21.05.2024
L’appetibilità delle nostre mete può diventare un’arma a doppio taglio, che supera la capacità fisica ed ecologica di accoglienza. Si chiama “Overtourism”. Dai cinque fattori che hanno messo ad alto rischio alcune città italiane, spicca fatalmente Venezia. Analisi approfondita.
Che l’Italia punti molto sul turismo non è certo una novità, né tantomeno un segreto. Per cultura, storia, tradizioni, enogastronomia e ricchezza di territori, oltre che per luoghi, paesaggi e offerte che svariano dal mare alla montagna, il nostro Paese ha sempre attirato visitatori da ogni angolo del mondo. E anche governi e amministrazioni hanno sempre puntato molto sul settore, con campagne pubblicitarie di ogni tipo (da quelle particolarmente riuscite ad altre che sono divenute, per dirla in maniera elegante, più famigerate che famose). Un aspetto che non si tiene però sufficientemente in conto è che anche questa medaglia ha un lato oscuro. E che quindi perfino il turismo, se eccessivo e incontrollato, può diventare un fenomeno nocivo.
Lo spiega Demoskopika, che in un’analisi presentata sull’agenzia Ansa introduce e sviscera il concetto di “overtourism”. Si tratta, come è facile intuire sin dal nome, di “turismo in eccesso” e si manifesta ogni qual volta un luogo di interesse attiri al suo interno più persone di quante possa effettivamente ospitarne. Quantomeno senza che la loro massiccia presenza arrechi danni all’ambiente o addirittura alla comunità locale. Esiste anche un Indice complessivo di sovraffollamento turistico (o, per comodità, Icst), che analizza gli effetti delle presenze umane in eccesso su uno specifico luogo o territorio.
Cinque i fattori passati al setaccio: densità turistica, densità ricettiva, intensità turistica, occupazione delle strutture e quota di rifiuti generati. Ebbene: diverse città d’Italia molto famose lo sforano alla grande, raggiungendo un livello di rischio “molto alto”. E non tutte corrispondono alle prime che ci verrebbero istintivamente in mente.

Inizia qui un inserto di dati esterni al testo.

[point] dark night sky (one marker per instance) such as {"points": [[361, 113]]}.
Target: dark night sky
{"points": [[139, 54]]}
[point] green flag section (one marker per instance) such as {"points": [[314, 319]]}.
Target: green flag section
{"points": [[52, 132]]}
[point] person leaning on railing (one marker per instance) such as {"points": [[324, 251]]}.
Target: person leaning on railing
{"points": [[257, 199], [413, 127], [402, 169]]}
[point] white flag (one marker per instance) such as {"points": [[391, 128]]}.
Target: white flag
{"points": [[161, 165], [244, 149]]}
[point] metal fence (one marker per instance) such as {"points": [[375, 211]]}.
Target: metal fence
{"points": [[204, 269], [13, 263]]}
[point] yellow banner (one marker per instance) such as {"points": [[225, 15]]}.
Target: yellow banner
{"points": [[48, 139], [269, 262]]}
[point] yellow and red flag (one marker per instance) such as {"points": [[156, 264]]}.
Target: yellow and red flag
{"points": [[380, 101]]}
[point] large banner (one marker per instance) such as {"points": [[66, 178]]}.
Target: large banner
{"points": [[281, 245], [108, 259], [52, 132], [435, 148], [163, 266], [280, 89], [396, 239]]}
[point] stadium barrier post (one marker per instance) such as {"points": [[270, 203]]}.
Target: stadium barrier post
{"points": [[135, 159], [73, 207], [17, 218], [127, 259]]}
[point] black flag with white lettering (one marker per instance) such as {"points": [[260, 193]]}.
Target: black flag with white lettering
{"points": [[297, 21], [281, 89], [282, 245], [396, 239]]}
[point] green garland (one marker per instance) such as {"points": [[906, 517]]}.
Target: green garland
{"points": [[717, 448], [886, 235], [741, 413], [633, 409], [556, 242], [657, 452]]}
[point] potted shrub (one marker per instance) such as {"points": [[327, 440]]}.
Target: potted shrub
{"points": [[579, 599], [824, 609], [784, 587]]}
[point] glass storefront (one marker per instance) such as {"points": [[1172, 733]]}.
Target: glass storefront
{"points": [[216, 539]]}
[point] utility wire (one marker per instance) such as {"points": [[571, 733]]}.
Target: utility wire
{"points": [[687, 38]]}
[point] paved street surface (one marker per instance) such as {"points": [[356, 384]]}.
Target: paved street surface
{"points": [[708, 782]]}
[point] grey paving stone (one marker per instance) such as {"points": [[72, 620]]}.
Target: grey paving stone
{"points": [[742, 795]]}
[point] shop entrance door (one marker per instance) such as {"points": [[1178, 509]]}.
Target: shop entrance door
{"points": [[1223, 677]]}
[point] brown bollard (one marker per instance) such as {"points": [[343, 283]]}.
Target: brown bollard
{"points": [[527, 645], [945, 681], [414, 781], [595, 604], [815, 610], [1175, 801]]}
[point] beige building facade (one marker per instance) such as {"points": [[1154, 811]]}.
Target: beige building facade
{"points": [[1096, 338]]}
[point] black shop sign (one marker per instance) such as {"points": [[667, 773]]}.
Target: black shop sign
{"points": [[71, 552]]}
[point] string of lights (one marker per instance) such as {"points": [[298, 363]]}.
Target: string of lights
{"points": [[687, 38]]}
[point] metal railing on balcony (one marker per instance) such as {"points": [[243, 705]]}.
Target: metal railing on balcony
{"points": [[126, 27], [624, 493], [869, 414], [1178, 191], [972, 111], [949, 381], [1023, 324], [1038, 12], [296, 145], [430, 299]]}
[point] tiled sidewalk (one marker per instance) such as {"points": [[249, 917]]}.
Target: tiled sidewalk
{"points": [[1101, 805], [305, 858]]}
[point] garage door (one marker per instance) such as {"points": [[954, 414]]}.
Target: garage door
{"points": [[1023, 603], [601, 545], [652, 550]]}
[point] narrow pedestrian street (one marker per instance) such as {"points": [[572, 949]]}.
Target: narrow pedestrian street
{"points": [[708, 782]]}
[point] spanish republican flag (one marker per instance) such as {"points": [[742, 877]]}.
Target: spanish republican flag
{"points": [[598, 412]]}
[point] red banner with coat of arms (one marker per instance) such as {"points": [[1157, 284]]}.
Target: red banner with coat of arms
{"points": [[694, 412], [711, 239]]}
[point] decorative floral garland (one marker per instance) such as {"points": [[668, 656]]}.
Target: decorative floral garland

In cima alla lista di città che creano questo tipo di preoccupazione per la propria sostenibilità turistica, tanto da mettere a repentaglio la qualità della vita locale, spicca fatalmente Venezia. Che da tempo immemore scatena questo genere di allarme (sfociato recentemente nella proposta di introdurre un biglietto d’ingresso nell’intera città, con annesso uragano di polemiche). Al suo fianco c’è un’altra tradizionale meta turistica del Veneto come Verona, e poi un elenco di destinazioni che abbraccia buona parte della Penisola: dal Sud (Napoli) all’estremo Nord (Trento e Bolzano), dalla costa tirrenica (Livorno) a quella adriatica (Rimini).
E il fatidico “overtourism” rappresenta una minaccia in piena regola. «Si verifica quando in una località si supera la capacità fisica o ecologica di accoglienza. E la minaccia non è solo per la sostenibilità dei luoghi, ma anche per la qualità della vita dei residenti», ha spiegato Raffaele Rio, presidente di Demoskopika. Che mette nel mirino anche la politica, soprattutto locale, per aver ignorato il fenomeno per decenni. Senza dimenticare che è lungo l’elenco delle città in cui il livello di rischio non solo esiste, ma è ritenuto alto: Aosta, Imperia, Savona, La Spezia, Milano, Trieste, Gorizia, Forlì-Cesena, Ravenna, Firenze, Grosseto, Roma. Luoghi splendidi, per abitanti e turisti. Forse fin troppo.